Lawyers have been called and long emails back and forth. In the end I can’t and won’t try to negotiate the legal implications of the actions of others. Those systemic barriers that had us and continue to have me at a stand still. Powers that be much larger than what I can manage. Whole systems protected while our children die.
And so many still struggling. Who knows the future strain on our systems due to the pandemic and this other equally terrifying epidemic.
And that is the note I leave on. What would you do if this was your child?
Don’t for a second believe that it would happen to you and your child. I thought this way. And look what happened to my beautiful girl.
My child matters. They should have and could have done better by her. My beautiful girl who should still be here.
Long Live Ula. Forever Sixteen. LLU🕊️
10 December 2024:
A year ago to this moment. A tenant from 2 Keele St. took his recycling to the corner of his building, by the alley that leads to the garage, and found the lifeless body of a girl.
The police would come and EMS would attempt to resuscitate her. But she had been gone for hours. Forensics came and yellow tape sectioned off the corner of a main intersection. A fifteen minute walk from my house. The girl wore a hospital ID bracelet. But I would not hear anything for another twelve hours
Twelve hours before, this same girl would be saying good bye to her friends for the last time. A small group of kids who spent the evening together. Playing cards and video games. They went to a party and she told them she was staying home.
She had made them chicken and my last texts to her were about cleaning up and if she had gotten the internet hooked up. Somehow it had been disconnected and they wanted to play on the X-box. Leave it to the kids to figure it out.
Letting kids figure stuff out has been what we as humans have done forever.
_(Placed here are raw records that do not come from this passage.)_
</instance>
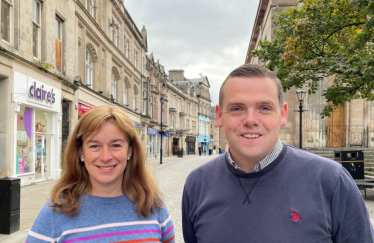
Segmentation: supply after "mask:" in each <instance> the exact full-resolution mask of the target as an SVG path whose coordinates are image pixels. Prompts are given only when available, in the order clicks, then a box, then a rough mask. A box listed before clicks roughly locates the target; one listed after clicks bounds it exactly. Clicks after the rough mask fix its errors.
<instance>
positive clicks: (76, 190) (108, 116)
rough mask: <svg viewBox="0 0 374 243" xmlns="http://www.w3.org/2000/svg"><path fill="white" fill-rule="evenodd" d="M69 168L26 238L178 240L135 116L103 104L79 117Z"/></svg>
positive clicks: (135, 239)
mask: <svg viewBox="0 0 374 243" xmlns="http://www.w3.org/2000/svg"><path fill="white" fill-rule="evenodd" d="M64 162H65V168H64V172H63V175H62V177H61V179H60V180H59V181H58V182H57V184H56V185H55V186H54V188H53V190H52V194H51V200H50V201H49V202H47V203H46V205H45V206H44V207H43V209H42V210H41V212H40V213H39V215H38V217H37V218H36V220H35V222H34V224H33V226H32V227H31V230H30V232H29V234H28V236H27V239H26V242H28V243H32V242H45V241H49V242H76V241H89V242H175V240H174V226H173V223H172V221H171V219H170V215H169V212H168V210H167V209H166V206H165V205H164V203H163V199H162V198H161V196H160V193H159V191H158V189H157V187H156V182H155V179H154V178H153V176H152V174H151V173H150V171H149V169H148V167H147V166H146V162H145V155H144V153H143V148H142V146H141V141H140V139H139V138H138V135H137V134H136V132H135V127H134V124H133V122H132V121H131V120H130V119H129V117H128V116H127V115H126V114H125V112H124V111H122V110H121V109H119V108H116V107H107V106H101V107H97V108H94V109H92V110H90V111H89V112H87V113H86V114H85V115H84V116H83V117H82V118H81V119H80V120H79V122H78V124H77V126H76V127H75V129H74V132H73V134H72V135H71V136H70V139H69V142H68V145H67V147H66V150H65V158H64Z"/></svg>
When we had safety nets. Before the age of saving them. But as parents swoop in to rescue kids, those of us who still believe children are capable human beings become an archaic breed.
Not that I wouldn’t have done anything to save her. And not that I didn’t constantly swoop in when she needed me. Or anything. But somethings are really left better for the kids to figure out.
But there is no child that can figure out the mess of the poisoning that is happening to our kids. They are being killed slowly. We are killing them. And we wonder why mental health and substance use is at an all time height. A crisis. An epidemic. It’s on all of us and it is in our backyards.
The war is not on drugs. It’s on humanity. It’s on our children fighting to survive in the crumbling institutions they have inherited.
My girl’s last moments with kids who have things going rob for themselves. One working, one in college, one making and creating music. They’ve made it through the hardest part of their teens more or less unscathed. And with tales to tell.
The story of my girl is coming to its end. In these dark rainy end of year days of that day, a year ago.